Nachdem die ursprünglich vorgesehen Sängerin der aktuellen Serie absagen musste, sprang dieses Mal Elena Guseva als Tatyana ein. Dies ist die fünfte Rolle, die sie an der Wiener Staatsoper singt. Eine der Schwierigkeiten jeder Sängerin ist die, dass sie glaubhaft sowohl ein junges, naiv-schwärmerisches Mädchen als auch eine um zehn Jahre ältere Fürstin, die entsprechend mehr Lebenserfahrung hat, darstellen muss. An diesem Abend klang ihre „Fürstin“ glaubhafter. Schauspielerisch überzeugte sie auch als junges Mädchen, aber Gusevas Stärken lagen eindeutig in den dramatischen Ausbrüchen, das lyrische Element blieb ein wenig auf der Strecke.
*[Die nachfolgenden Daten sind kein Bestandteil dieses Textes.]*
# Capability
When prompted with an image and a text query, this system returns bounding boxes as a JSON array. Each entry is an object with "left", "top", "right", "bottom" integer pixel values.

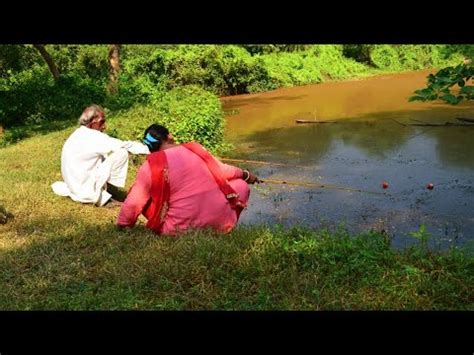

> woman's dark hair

[{"left": 143, "top": 124, "right": 170, "bottom": 152}]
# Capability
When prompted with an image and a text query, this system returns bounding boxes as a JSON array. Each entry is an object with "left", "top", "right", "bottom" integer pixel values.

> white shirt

[{"left": 51, "top": 126, "right": 150, "bottom": 203}]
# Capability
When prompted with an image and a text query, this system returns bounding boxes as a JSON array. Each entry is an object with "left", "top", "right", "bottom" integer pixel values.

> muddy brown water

[{"left": 221, "top": 71, "right": 474, "bottom": 247}]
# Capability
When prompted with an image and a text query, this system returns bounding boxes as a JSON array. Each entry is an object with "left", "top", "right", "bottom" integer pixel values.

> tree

[
  {"left": 107, "top": 44, "right": 122, "bottom": 94},
  {"left": 33, "top": 44, "right": 59, "bottom": 81},
  {"left": 409, "top": 59, "right": 474, "bottom": 105}
]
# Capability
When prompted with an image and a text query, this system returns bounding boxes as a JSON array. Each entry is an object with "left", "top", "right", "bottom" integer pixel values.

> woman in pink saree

[{"left": 117, "top": 124, "right": 259, "bottom": 235}]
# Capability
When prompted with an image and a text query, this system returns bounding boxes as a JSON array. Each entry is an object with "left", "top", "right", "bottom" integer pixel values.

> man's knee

[{"left": 229, "top": 179, "right": 250, "bottom": 202}]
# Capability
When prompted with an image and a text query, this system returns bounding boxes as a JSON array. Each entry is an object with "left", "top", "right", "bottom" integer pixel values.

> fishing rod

[{"left": 259, "top": 179, "right": 387, "bottom": 195}]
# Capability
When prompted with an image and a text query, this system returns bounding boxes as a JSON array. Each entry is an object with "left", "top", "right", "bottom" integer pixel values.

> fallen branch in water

[
  {"left": 219, "top": 158, "right": 314, "bottom": 168},
  {"left": 260, "top": 179, "right": 386, "bottom": 195},
  {"left": 407, "top": 119, "right": 474, "bottom": 127},
  {"left": 456, "top": 117, "right": 474, "bottom": 123},
  {"left": 296, "top": 119, "right": 337, "bottom": 123}
]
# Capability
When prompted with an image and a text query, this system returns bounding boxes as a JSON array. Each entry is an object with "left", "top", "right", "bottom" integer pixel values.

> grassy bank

[{"left": 0, "top": 132, "right": 474, "bottom": 310}]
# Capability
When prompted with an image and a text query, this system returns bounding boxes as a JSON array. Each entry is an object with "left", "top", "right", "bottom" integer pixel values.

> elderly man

[{"left": 51, "top": 105, "right": 149, "bottom": 206}]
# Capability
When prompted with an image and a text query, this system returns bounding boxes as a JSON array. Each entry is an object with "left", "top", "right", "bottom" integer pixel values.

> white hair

[{"left": 79, "top": 105, "right": 104, "bottom": 126}]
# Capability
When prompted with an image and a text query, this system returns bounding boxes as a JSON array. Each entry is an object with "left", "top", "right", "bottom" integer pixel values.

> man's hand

[{"left": 243, "top": 170, "right": 260, "bottom": 184}]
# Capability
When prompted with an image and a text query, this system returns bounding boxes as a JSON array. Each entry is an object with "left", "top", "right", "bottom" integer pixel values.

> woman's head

[{"left": 143, "top": 124, "right": 174, "bottom": 152}]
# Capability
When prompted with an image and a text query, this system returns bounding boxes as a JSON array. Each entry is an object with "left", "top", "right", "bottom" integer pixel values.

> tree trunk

[
  {"left": 33, "top": 44, "right": 59, "bottom": 81},
  {"left": 107, "top": 44, "right": 122, "bottom": 94}
]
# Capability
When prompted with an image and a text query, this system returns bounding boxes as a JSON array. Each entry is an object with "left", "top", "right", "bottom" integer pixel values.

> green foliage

[
  {"left": 0, "top": 65, "right": 105, "bottom": 127},
  {"left": 120, "top": 45, "right": 275, "bottom": 96},
  {"left": 109, "top": 85, "right": 229, "bottom": 151},
  {"left": 370, "top": 45, "right": 400, "bottom": 70},
  {"left": 261, "top": 45, "right": 365, "bottom": 86},
  {"left": 0, "top": 44, "right": 473, "bottom": 146},
  {"left": 409, "top": 64, "right": 474, "bottom": 105}
]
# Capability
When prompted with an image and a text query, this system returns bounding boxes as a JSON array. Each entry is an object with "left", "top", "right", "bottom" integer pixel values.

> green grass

[{"left": 0, "top": 128, "right": 474, "bottom": 310}]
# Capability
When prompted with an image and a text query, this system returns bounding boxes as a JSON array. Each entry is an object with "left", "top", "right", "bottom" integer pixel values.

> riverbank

[{"left": 0, "top": 129, "right": 474, "bottom": 310}]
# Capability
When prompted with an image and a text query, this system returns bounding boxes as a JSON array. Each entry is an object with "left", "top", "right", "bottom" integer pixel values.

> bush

[
  {"left": 109, "top": 85, "right": 229, "bottom": 152},
  {"left": 0, "top": 66, "right": 105, "bottom": 127}
]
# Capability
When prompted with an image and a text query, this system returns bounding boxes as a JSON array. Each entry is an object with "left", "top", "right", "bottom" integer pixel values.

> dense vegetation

[{"left": 0, "top": 45, "right": 470, "bottom": 150}]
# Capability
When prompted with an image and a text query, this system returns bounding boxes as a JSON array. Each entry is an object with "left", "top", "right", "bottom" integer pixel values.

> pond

[{"left": 221, "top": 71, "right": 474, "bottom": 246}]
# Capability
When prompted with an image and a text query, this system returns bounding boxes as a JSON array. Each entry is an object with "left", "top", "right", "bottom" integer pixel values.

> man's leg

[
  {"left": 229, "top": 179, "right": 250, "bottom": 220},
  {"left": 97, "top": 149, "right": 128, "bottom": 206}
]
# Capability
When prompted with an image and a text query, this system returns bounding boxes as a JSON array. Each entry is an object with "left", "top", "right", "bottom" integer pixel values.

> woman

[{"left": 117, "top": 124, "right": 259, "bottom": 235}]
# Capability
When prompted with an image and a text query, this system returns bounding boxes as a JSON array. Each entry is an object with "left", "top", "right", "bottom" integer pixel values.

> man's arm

[{"left": 117, "top": 162, "right": 151, "bottom": 227}]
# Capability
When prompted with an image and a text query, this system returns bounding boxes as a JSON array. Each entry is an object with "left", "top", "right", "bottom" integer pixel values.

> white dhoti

[{"left": 51, "top": 127, "right": 149, "bottom": 206}]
Tomas Hanus leitete das gut disponierte Orchester der Wiener Staatsoper. Für meinen Geschmack hätte er seine Interpretation etwas schwelgerischer anlegen können, phasenweise klang alles ein wenig „trocken“, teilweise schon distanziert. Der Chor der Wiener Staatsoper, der ja der Retter dieser Aufführungsserie ist, machte wieder einmal eine ausgezeichnete Figur – Thomas Lang kann sehr stolz auf seine Künstlerinnen und Künstler sein.

Abschließend noch eine Anmerkung – Bogdan Roscic betont immer wieder, dass er neue Inszenierungen einkauft, damit er ein jüngeres Publikum erreicht. Nun, einer meiner Neffen beginnt sich gerade für die Kunstform „Oper“ zu interessieren (er ist 27 Jahre alt) und ich baue ihn behutsam auf. Als Vorbereitung für diesen Abend zeigte ich ihm die Aufzeichnung einer Produktion der Met mit Hvorostovsky und Fleming – eine klassische Inszenierung. Ich fragte ihn dann, welche Produktion er bevorzugt. Nun, es gefielen ihm beide, es war für ihn sehr interessant, wie kleine Nuancen in der Personenführung eine Geschichte anders erzählen können (Beispiele habe ich oben beschrieben). Aber im Prinzip sagte ihm die Inszenierung der Met mehr zu.